License for public dataset
EgorBu opened this issue · 5 comments
Hi!
We need to decide about licenses we can (have to) use for public datasets and add it to guide.
Examples of licenses:
In PGA: https://github.com/src-d/datasets/blob/master/DCO
In other dataset related to data from Github: https://www.kaggle.com/davidshinn/github-issues
IANAL but if we include actual source code, we cannot use a traditional software license (e.g. Apache or GPL), since it would be incompatible. We can look into some database licenses instead: https://opendatacommons.org/licenses/
I had a quick chat with @eiso about this, I wonder if he could share his knowledge here.
@campoy using the ODBL 1.0 license suggested by @smola is a good option because we specify the individual content licenses to the best of our ability in the index file of the dataset.
Databases can contain a wide variety of types of content (images,
audiovisual material, and sounds all in the same database, for example),
and so the ODbL only governs the rights over the Database, and not the
contents of the Database individually.
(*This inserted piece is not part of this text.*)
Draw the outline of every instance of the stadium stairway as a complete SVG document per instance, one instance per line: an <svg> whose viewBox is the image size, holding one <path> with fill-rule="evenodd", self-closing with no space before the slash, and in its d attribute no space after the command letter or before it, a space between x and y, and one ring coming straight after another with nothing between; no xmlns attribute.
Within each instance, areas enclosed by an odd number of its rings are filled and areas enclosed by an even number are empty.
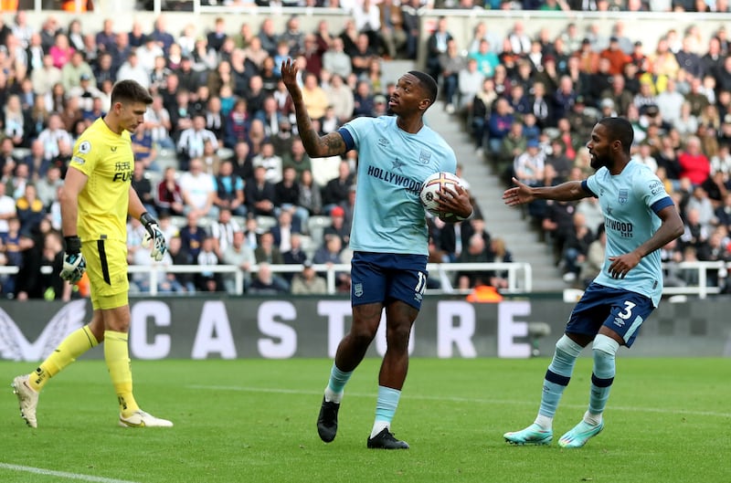
<svg viewBox="0 0 731 483"><path fill-rule="evenodd" d="M454 149L457 162L463 166L462 176L470 183L470 192L482 212L490 235L505 240L514 260L531 264L533 291L563 290L567 284L554 265L551 247L541 240L530 220L524 218L521 209L503 203L505 186L493 173L492 166L476 152L461 118L445 112L444 103L438 101L427 111L426 119Z"/></svg>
Licensors should use the ODbL
together with another license for the contents, if the contents have a
single set of rights that uniformly covers all of the contents. If the
contents have multiple sets of different rights, Licensors should
describe what rights govern what contents together in the individual
record or in some other way that clarifies what rights apply.
There is another option which is the Community Data License Agreement by the Linux Foundation but it hasn't picked up a lot of steam since launch. So let's go for ODBL.
Created an issue to track the change in the datasets repo, I'll close this one.